The sum of the reciprocals of Chen primes converges

Question

It is well know that the The sum of the reciprocals of all primes diverges. How to prove that The sum of the reciprocals of Chen primes converges.

Answer 1

I used the similar method in this answer. I found recently that this method was already also outlined in a comment by Denis in the MO posting I commented about:

The appearances of $C>0$ are absolute constants that are not necessarily the same.

For the twin primes, it is well known that for some absolute constant $C>0$, $$ |\{p: x/2<p\leq x, p+2 \textrm{ is prime } \}|\leq C \frac x{\log^2 x}. $$ The following is Halberstam & Richart "Sieve Methods", Corollary 5.8.4 in page 179.

Let $q$ and $h$ be integers, and let $y$ and $x$ be real numbers satisfying $$ h\neq 0, \ \ (q,h)=1, \ \ 2|qh, \ \ 1\leq q<y\leq x. $$ Then $$ |\{p: x-y<p\leq x, (p-h)/q = p' \}| $$ $$ \leq 16 \prod_{p>2}\left(1-\frac1{(p-1)^2}\right)\prod_{2<p|qh}\frac{p-1}{p-2}\frac{y/q}{\log^2(y/q)}\left(1+O\left(\frac{\log\log 3|h|y}{\log(y/q)}\right)\right). $$

In here, $p$ and $p'$ are primes, and the implied constants in $O$-term is absolute.

Take $h=-2$, $q\leq \sqrt x$, and $y=x/2$. Then we have a simpler expression $$ |\{p: x/2<p\leq x, (p+2)/q=p'\}|\leq C \frac{x/q}{\log^2 x}. $$

Then we sum up for all primes $q\leq \sqrt x$. By $\sum_{q\leq \sqrt x} \frac1q \ll \log\log x$, we obtain $$ |\{p: x/2<p\leq x, p \textrm{ is Chen's prime} \}|\leq C \frac{x\log\log x}{\log^2 x}. $$ Diadically adding this together, we have $$ |\{ p\leq x: p \textrm{ is Chen's prime} \}|\leq C \frac{x\log\log x}{\log^2 x}. $$ The convergence of the reciprocal can be proved by the similar method as in Brun's constant.
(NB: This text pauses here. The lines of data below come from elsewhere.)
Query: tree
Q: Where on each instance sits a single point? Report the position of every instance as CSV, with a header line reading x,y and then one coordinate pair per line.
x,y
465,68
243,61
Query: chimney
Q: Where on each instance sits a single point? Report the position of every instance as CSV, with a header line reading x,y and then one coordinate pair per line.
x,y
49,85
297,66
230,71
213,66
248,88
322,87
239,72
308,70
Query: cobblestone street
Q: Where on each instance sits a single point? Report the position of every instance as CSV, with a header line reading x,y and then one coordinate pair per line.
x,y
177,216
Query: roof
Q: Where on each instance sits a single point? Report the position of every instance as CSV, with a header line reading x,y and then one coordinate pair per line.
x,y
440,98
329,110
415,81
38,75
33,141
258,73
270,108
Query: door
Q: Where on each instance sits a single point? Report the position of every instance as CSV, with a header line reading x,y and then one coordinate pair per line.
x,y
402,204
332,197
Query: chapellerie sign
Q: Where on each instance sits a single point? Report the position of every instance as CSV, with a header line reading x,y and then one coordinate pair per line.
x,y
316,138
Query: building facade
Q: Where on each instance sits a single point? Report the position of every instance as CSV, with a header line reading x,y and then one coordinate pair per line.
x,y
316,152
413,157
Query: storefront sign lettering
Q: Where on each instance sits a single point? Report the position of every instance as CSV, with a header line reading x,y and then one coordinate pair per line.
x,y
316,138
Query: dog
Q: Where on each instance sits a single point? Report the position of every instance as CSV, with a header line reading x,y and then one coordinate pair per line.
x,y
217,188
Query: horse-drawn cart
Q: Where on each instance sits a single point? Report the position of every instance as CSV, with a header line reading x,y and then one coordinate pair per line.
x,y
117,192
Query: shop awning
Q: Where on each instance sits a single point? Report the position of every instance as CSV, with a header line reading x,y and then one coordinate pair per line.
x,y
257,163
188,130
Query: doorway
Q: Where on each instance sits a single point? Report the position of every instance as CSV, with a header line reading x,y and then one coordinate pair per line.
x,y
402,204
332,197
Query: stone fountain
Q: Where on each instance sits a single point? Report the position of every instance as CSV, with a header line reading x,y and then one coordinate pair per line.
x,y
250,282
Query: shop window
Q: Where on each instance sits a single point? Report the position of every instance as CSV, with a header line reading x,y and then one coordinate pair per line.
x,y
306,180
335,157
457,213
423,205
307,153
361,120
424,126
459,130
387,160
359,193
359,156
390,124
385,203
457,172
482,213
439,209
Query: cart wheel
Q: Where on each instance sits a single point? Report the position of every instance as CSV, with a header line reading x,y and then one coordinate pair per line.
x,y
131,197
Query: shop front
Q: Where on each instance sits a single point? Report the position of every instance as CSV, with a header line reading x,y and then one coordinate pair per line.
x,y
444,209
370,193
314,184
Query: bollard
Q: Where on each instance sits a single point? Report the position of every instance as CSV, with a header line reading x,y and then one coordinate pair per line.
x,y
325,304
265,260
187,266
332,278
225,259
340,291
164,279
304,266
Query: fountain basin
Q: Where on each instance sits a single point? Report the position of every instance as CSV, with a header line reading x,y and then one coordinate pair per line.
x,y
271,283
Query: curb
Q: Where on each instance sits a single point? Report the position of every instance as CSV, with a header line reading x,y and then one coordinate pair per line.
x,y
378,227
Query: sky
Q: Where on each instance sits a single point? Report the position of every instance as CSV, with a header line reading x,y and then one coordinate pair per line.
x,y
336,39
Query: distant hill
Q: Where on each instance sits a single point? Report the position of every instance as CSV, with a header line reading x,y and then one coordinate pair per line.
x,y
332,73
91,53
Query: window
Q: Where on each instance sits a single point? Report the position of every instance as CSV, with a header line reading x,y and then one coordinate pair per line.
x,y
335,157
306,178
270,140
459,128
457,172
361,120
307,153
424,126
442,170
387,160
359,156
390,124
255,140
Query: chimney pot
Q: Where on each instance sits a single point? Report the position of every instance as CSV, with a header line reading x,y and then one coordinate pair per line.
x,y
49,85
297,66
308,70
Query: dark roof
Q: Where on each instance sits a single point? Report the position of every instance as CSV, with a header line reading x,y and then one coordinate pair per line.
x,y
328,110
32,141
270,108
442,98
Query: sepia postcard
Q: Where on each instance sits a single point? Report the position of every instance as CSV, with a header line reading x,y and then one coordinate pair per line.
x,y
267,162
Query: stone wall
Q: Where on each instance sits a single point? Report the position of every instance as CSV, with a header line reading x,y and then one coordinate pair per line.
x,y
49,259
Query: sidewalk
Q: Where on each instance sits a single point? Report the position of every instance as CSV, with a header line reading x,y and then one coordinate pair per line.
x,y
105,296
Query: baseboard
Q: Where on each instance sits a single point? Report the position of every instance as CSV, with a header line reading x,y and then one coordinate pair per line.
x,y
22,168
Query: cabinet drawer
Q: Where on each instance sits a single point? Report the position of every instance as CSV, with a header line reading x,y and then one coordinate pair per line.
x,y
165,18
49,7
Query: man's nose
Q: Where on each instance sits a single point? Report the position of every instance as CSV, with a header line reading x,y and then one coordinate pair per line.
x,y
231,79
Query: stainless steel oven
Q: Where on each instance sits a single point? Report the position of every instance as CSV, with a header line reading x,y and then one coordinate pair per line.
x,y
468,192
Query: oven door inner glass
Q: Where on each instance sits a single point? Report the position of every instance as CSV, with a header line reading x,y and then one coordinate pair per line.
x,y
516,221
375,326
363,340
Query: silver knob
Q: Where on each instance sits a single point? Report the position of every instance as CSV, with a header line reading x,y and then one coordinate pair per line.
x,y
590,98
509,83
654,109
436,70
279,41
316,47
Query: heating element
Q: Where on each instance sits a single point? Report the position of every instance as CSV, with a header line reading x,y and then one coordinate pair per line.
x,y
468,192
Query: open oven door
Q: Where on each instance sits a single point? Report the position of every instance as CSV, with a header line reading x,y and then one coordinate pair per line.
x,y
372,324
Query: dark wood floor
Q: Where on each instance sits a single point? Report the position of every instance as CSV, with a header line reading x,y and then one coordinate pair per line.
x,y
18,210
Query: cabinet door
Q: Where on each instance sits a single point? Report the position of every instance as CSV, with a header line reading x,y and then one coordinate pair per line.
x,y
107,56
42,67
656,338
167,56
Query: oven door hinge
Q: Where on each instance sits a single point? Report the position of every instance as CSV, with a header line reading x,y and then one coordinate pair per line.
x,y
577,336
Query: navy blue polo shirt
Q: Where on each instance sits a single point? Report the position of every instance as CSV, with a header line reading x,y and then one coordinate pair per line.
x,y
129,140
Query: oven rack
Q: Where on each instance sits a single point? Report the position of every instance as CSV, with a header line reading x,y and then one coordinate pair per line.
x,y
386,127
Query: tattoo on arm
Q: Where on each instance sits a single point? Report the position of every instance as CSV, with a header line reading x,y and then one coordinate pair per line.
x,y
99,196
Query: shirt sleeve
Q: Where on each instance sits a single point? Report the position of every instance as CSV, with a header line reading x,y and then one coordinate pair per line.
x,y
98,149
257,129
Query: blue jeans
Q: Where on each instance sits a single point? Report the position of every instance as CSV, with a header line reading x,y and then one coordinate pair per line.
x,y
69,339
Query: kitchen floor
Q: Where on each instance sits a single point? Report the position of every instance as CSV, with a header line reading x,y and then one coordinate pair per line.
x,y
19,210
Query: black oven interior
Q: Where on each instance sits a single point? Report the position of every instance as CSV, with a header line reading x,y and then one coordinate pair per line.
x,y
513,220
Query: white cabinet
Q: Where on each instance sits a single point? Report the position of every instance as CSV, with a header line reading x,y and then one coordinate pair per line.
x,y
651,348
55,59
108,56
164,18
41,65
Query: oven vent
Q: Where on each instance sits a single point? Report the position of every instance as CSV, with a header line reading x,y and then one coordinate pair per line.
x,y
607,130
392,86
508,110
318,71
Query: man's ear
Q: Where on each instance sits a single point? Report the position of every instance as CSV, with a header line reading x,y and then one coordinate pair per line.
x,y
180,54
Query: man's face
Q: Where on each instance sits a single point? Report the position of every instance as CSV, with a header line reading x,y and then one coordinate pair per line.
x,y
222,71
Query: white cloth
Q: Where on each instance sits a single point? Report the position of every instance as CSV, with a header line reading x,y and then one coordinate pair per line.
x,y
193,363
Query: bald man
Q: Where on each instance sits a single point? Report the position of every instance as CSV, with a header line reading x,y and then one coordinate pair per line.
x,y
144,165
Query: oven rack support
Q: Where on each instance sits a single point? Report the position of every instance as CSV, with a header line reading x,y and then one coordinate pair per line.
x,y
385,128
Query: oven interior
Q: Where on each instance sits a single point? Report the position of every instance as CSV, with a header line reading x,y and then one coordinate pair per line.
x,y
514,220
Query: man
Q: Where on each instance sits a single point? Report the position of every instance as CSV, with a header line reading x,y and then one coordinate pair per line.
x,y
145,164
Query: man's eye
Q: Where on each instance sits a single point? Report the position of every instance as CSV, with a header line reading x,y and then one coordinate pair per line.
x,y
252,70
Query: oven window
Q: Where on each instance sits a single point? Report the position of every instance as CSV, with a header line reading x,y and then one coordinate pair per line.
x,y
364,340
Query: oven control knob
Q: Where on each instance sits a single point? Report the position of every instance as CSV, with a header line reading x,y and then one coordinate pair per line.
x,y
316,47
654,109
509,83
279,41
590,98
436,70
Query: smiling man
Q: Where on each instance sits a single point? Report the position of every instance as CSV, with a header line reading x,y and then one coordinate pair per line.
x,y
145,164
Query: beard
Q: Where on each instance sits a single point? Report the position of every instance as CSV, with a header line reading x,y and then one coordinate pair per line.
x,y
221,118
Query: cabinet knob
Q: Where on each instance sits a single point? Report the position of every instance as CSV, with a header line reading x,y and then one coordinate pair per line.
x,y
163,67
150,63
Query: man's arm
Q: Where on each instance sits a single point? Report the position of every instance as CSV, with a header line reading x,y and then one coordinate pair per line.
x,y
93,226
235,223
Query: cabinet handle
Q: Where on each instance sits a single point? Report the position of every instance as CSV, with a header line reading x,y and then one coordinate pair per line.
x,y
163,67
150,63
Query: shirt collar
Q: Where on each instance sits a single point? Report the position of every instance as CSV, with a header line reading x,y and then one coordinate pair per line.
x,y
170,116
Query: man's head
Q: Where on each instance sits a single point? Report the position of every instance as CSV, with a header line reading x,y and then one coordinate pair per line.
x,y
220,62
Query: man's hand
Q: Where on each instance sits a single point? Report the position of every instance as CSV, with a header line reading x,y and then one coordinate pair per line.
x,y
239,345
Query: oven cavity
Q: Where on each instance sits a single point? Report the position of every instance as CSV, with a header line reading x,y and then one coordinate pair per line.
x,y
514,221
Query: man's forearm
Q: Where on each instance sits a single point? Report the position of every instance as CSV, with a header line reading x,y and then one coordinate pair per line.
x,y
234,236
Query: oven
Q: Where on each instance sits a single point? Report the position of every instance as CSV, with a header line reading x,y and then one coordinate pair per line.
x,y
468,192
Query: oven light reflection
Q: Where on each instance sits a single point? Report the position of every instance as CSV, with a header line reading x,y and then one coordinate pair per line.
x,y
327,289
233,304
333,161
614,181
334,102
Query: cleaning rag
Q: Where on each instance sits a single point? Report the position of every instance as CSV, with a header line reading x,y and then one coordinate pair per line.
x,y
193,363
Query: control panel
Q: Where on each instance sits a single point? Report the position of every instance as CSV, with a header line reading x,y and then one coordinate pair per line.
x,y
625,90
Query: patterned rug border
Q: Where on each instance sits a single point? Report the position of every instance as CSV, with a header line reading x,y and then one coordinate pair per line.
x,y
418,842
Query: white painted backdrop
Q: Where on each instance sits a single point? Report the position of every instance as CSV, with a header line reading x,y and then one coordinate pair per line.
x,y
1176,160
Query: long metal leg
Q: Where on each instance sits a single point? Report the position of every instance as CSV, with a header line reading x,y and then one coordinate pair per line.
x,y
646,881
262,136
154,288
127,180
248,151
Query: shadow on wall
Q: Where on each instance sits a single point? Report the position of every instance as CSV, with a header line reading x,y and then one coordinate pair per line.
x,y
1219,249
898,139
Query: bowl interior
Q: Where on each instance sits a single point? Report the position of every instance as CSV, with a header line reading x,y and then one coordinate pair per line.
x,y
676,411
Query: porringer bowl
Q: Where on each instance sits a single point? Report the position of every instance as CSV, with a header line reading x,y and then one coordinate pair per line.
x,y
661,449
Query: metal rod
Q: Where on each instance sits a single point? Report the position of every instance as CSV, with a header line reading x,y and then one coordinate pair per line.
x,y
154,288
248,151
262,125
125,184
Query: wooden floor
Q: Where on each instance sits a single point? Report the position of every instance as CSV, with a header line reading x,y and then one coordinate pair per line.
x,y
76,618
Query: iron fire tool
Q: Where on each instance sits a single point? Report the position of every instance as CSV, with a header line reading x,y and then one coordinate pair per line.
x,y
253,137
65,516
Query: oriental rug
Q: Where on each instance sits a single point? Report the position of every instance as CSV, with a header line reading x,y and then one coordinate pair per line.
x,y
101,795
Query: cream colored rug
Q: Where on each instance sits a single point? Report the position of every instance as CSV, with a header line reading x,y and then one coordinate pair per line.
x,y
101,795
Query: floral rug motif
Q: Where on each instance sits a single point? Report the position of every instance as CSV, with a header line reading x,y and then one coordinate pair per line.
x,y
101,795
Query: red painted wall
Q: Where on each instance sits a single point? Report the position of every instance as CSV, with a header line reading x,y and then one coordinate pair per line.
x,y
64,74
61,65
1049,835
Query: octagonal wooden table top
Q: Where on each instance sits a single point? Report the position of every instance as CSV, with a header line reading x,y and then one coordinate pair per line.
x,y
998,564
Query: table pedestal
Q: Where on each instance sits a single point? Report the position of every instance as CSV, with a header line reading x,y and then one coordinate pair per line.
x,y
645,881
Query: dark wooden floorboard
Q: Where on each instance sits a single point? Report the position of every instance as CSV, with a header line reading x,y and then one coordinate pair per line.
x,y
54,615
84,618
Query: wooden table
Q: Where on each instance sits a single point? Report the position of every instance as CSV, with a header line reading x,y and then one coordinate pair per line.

Let $\pi_C(t)$ be the counting function for Chen's primes up to $t$. Then $$\begin{align} \sum_{p \textrm{ is Chen's prime}, p\leq x} \frac1p&=\int_{2-}^x \frac1t d\pi_C(t)\\ &=\frac{\pi_C(t)}t \Bigg\vert_{2-}^x + \int_{2-}^x \frac{\pi_C(t)}{t^2}dt\\ &=\int_{2-}^{\infty}\frac{\pi_C(t)}{t^2} dt +o(1). \end{align}$$ The integral $\int_{2-}^{\infty}\frac{\pi_C(t)}{t^2} dt$ converges due to $$ \pi_C(t)=O\left(\frac{t\log\log t}{\log^2 t}\right),$$ and $$ \int_2^{\infty} \frac{\log\log t}{t\log^2 t} dt $$ converges.